CHAMBRE SOCIALE SECTION B, 13 mars 2025 — 21/01676

other Cour de cassation — CHAMBRE SOCIALE SECTION B

Texte intégral

COUR D'APPEL DE BORDEAUX

CHAMBRE SOCIALE - SECTION B

--------------------------

ARRÊT DU : 13 MARS 2025

SÉCURITÉ SOCIALE

N° RG 21/01676 - N° Portalis DBVJ-V-B7F-MAKC

Madame [Z] [H]

c/

[14] et [13] venant aux droits du [10]

Nature de la décision : AU FOND

Notifié par LRAR le :

LRAR non parvenue pour adresse actuelle inconnue à :

La possibilité reste ouverte à la partie intéressée de procéder par voie de signification (acte d'huissier).

Certifié par le Directeur des services de greffe judiciaires,

Grosse délivrée le :

à :

Décision déférée à la Cour : jugement rendu le 17 février 2021 (R.G. n°15/02370) par le Pôle social du TJ de [Localité 2], suivant déclaration d'appel du 19 mars 2021.

APPELANTE :

Madame [Z] [H]

née le 27 Janvier 1978 à [Localité 7]

de nationalité Française, demeurant [Adresse 1]

assistée de Me Yves FRAGO de la SELARL DUCOS-ADER / OLHAGARAY & ASSOCIES, avocat au barreau de BORDEAUX

INTIMÉES :

[14] sis [Adresse 11]

[13] venant aux droits du [10] dont le siège social est [Adresse 12]
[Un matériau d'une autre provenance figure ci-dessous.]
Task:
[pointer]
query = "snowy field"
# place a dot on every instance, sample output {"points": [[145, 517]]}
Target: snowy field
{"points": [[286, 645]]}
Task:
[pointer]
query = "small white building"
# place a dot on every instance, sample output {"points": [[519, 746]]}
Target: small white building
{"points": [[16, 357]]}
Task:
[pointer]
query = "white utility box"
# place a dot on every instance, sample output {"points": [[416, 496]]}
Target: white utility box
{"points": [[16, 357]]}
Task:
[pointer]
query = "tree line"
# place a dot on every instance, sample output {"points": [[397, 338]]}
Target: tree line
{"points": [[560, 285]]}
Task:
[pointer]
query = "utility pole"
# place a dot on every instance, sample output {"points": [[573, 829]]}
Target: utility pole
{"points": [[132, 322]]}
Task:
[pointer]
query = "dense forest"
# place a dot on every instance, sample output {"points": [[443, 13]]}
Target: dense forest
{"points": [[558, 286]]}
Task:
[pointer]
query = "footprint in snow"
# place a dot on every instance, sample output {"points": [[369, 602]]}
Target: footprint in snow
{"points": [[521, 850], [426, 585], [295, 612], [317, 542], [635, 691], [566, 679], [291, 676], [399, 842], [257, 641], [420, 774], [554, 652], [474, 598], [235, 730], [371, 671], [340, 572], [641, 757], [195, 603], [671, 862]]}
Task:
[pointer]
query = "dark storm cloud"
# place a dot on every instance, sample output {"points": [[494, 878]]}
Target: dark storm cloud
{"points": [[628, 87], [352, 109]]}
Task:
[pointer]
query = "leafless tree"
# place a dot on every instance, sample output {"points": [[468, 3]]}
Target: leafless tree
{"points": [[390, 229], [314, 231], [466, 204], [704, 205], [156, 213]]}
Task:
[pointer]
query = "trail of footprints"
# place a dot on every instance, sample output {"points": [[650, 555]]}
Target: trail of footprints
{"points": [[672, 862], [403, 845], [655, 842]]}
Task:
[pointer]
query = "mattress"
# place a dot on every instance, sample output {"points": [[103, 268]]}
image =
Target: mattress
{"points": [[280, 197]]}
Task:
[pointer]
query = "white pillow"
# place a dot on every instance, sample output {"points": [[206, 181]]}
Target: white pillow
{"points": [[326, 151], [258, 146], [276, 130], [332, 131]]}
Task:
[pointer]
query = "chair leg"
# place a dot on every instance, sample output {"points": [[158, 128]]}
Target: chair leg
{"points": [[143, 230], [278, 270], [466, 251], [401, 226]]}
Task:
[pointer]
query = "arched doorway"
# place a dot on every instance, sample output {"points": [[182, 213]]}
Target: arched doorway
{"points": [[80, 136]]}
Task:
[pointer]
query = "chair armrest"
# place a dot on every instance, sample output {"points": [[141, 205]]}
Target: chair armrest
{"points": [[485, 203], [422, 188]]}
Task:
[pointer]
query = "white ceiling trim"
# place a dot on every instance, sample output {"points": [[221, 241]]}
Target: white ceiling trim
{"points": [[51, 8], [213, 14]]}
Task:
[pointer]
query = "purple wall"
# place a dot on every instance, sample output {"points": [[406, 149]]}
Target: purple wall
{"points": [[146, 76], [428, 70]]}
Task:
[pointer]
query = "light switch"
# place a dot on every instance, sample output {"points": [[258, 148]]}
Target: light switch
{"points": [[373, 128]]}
assistées de Me Julie VINCIGUERRA substituant Me Sylvain GALINAT de la SELARL GALINAT BARANDAS, avocat au barreau de BORDEAUX

COMPOSITION DE LA COUR :

En application des dispositions de l'article 945-1 du code de procédure civile, l'affaire a été débattue le 12 décembre 2024, en audience publique, devant Madame Marie-Paule MENU, Présidente magistrat chargé d'instruire l'affaire, qui a retenu l'affaire

Ce magistrat a rendu compte des plaidoiries dans le délibéré de la cour, composée de :

Madame Marie-Paule Menu, présidente

Madame Sophie Lésineau, conseillère

Madame Valérie Collet, conseillère

qui en ont délibéré.

Greffière lors des débats : Evelyne GOMBAUD,

ARRÊT :

- contradictoire

- prononcé publiquement par mise à disposition de l'arrêt au greffe de la Cour, les parties en ayant été préalablement avisées dans les conditions prévues à l'article 450 alinéa 2 du Code de Procédure Civile.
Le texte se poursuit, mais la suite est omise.